Due to the small diameter of these whiskers, the current needed to fuse/vaporize the whisker was estimated to be too low to affect these devices. Next, it was estimated that approximately 100 whiskers that were 0.1 µm in diameter and 250 µm long would have to fuse at the same location in order to deposit a film that was thick enough to affect the device. Although some packages had many whiskers, it was not believed to be plausible that 100 whiskers would fuse at the same location. Finally, the risk of Pb whiskers being able to form a metal plasma was considered. Although the ionization potential for Pb is only 7.4 eV, formation of a metal plasma requires a vacuum and these transistors are sealed with a nitrogen-rich atmosphere. Packages that were between 10 and 14 years old were retrieved, and their internal gas content was analyzed. The results showed low concentrations of oxygen, moisture and argon, so this indicated that the parts had maintained a good seal. Therefore, even if these parts were deployed in a vacuum environment (e.g., space), there was low risk of the gas inside the package being lost and the risk of a metal plasma forming was low.

Conclusions

Although rare, Pb has been shown to form metallic whiskers in electronics when it interacts with Au.

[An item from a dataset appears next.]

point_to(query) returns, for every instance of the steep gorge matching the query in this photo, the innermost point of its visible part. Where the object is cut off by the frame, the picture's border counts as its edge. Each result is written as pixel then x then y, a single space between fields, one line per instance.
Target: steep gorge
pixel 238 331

These whiskers may be caused by the stresses generated by IMC growth of AuPb and/or AuIn during elevated temperature exposure or, possibly, a decomposition of the non-equilibrium AuPb3 IMC. The risk to electronics reliability is low in most applications, but it has the potential to cause electrical failures in some applications depending on the whisker size, the spacing between conductors and the sensitivity of the circuit to a resistive short.